Un siècle sépare l'ouvrage de notre escapade sur l'une des îles d'Aran mais on a aucun mal à se représenter la rudesse de la vie d'antan.
Pas un arbre dans le paysage, juste des champs verts délimités par des murets en pierres.
En ce temps-là le vapeur mettait 3 à 4 heures pour relier Galway à Aranmor puis ensuite il fallait prendre un coracle, véritable panier flottant, pour se rendre sur les autres îles. Le voyage était incertain voire mortel.
La vie est âpre à l'époque, les principales occupations sont la pêche, la collecte de varech pour faire de la soude et en temps de pluie on alterne avec le travail sur les champs de pommes de terre. Les fées sont légions, il faut prendre garde aux mauvaises rencontres. Pour autant l'auteur arpente les îles même de nuit.
Danes ces lieux tout est prodige, les tempêtes, les apparitions lointaines de navires que l'on course en vain sur des coracles, les pierres qui se déplacent la nuit, les chiens qui gémissent annonçant des drames.
Pas de division du travail, tout le monde sait brûler du varech, confectionner des pampooties (leurs chausses) tailler un cercueil...
C'est une vie de souffrances et de joies fugaces qui exacerbent les sentiments. On se lamente à grands cris lors des enterrements et on plaisante des menues drames des voisins et enfants.
La mort est familière.
Pour autant tout le monde fait bloc lors de la venue des gendarmes pour les expulsions.
L'auteur passa de nombreuses semaines, à différentes périodes, malgré la desolation des terres et l'incertitude de chaque voyage lui faisant côtoyer la mort.

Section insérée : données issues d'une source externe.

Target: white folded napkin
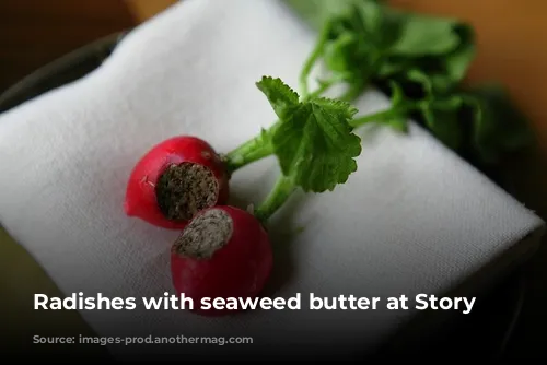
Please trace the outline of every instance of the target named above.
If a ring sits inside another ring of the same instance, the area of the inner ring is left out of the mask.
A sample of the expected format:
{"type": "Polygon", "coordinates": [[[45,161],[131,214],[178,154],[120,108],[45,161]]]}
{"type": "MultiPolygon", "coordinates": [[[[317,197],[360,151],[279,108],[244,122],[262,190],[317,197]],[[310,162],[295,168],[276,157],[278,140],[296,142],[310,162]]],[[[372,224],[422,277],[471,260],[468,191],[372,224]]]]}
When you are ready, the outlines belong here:
{"type": "MultiPolygon", "coordinates": [[[[269,126],[276,116],[255,82],[271,75],[296,86],[314,37],[275,0],[174,5],[130,33],[98,70],[0,117],[0,223],[67,295],[173,292],[168,252],[178,232],[124,214],[130,170],[173,136],[199,136],[228,152],[269,126]]],[[[357,106],[368,114],[388,101],[370,92],[357,106]]],[[[296,193],[271,222],[276,261],[265,295],[301,293],[302,310],[205,318],[139,305],[82,310],[83,318],[104,337],[254,338],[252,345],[108,344],[123,360],[344,360],[373,350],[417,315],[416,294],[450,294],[490,264],[488,280],[497,278],[507,252],[533,249],[521,240],[543,222],[421,128],[362,139],[359,169],[346,185],[296,193]],[[310,293],[405,294],[410,309],[381,302],[376,310],[306,310],[310,293]]],[[[268,157],[233,176],[240,207],[265,197],[276,164],[268,157]]]]}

On frissonne en le lisant, détrempés par les embruns, on écoute avec suspicion les récits de fées et l'on frémit à chaque traversée. Cette lecture est un plaisir coupable au chaud dans le ferry du retour...
"Le coracle noir qui peinait lentement à travers ce monde gris et le doux sifflement de la pluie me valurent l'un de ces instants où nous saisissons, avec une immense détresse, quel court moment nous est laissé pour ressentir toute la merveille et toute la beauté du monde".